Even so, I'm going to express some negative/contrarian views, hopefully just as a sobering warning, somewhat tempering the other responses: bread that rises well is the very hardest thing to obtain/produce without using any wheat. Even after you find suitable items for all the rest of your diet, bread may remain tantalizingly out of reach. If you're already a baker -or if you're lucky- the tips given previously night be enough to point you toward a decent bread you can bake and eat yourself. But if you're not already a baker, it may turn out to be a better idea simply to find and buy and eat something ready-made. This is one of those cases where "bake it yourself" is often not the best way to get to something that works.

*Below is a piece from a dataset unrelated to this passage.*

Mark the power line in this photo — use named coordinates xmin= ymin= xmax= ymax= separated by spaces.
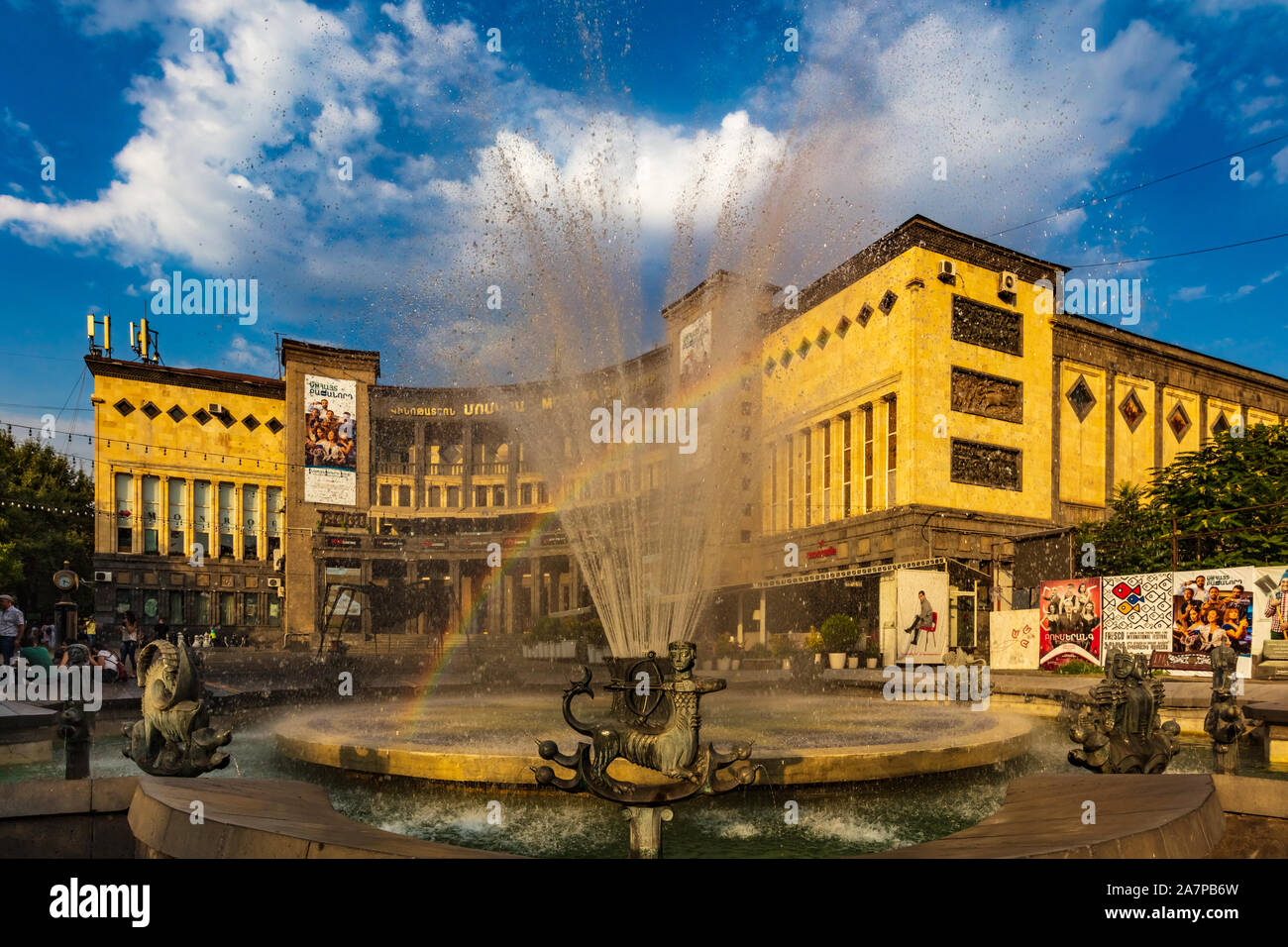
xmin=988 ymin=136 xmax=1288 ymax=237
xmin=1069 ymin=231 xmax=1288 ymax=270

I suggest making an appointment with and paying for a whole bunch of sound and knowledgeable advice from a professional dietician/nutritionist who has experience with your particular dietary restrictions. Such folks may be hard enough to find that you need to resort to getting a "referral" from your PrimaryCarePhysician.


Good luck!

jbaudo's picture
jbaudo

I use a cookbook by Annalise G Roberts called gluten free baking classics.  The only thing on your list that she uses in her bread recipes is corn starch but I have substituted arrowroot starch with no problems.  The other flours used are millet, sorghum, potato starch, tapioca flour and sometimes teff.  The recipes also call for xanthan gum - which is essential to the recipes - but I know that it is sometimes derived from corn.  The brand I buy is Bobs Red Mill and it is gluten/wheat free but you might want to email or call them to find out if it is corn free as well.  The sweet recipes in the book all call for rice flour so you could only use the ones for breads but she has plenty and they are all really good.  Also I get a magazine from the store called Living Without and they have a lot of good recipes too.  They also have a website but they have just started to limit more of  the articles to subscribers only but you could check it out anyway.  My son has been gluten and dairy free for two years now and I just found out that I need to avoid gluten as well.  I am so sad but will probably continue lurking on this site because I love bread and miss making it.


Jennifer

breadmantalking's picture
breadmantalking

can be used as a substitute for corn flour with no problems. Also, use guar gum instead of the xanthan gum. I think the substitution rate is a little less guar gum for the xanthan gum but otherwise it's a straight substitution. There are various bean flours, like chickpea flour, buckwheat (no wheat despite the name!) and barley. Try recipes from the Gluten-free goddess. Hope this helps, good luck!


David

Sabinka's picture
Sabinka

My husband has not had any wheat, any grains, gluten and dairy for 18 years.  We are very lucky that the Australian supermarkets stock pasta, gravies, sauces and other items that he can eat. 


 


He makes he own bread from the Laucke Flour Mills, which is premixed, the ingredients are:   Potato Flour, Tapioca Flour, Soya Flour and Rice Flour, Raising agent, Canola Oil, Salt, Sugar, Vegetable Gum, you only have to add water.  Unfortunately, it is made in Australia.


 


On the internet their are so many sites with numerous baking and cooking information.


 


One blog site that I follow is called "Gluten Free Girl and the Chef"  the lady herself has the problem and has written numerous cookbooks on that subject.  She is an American.  If you are on Facebook she is also on there.


 


 


Hope this was of some help to you.  Good luck in finding more information.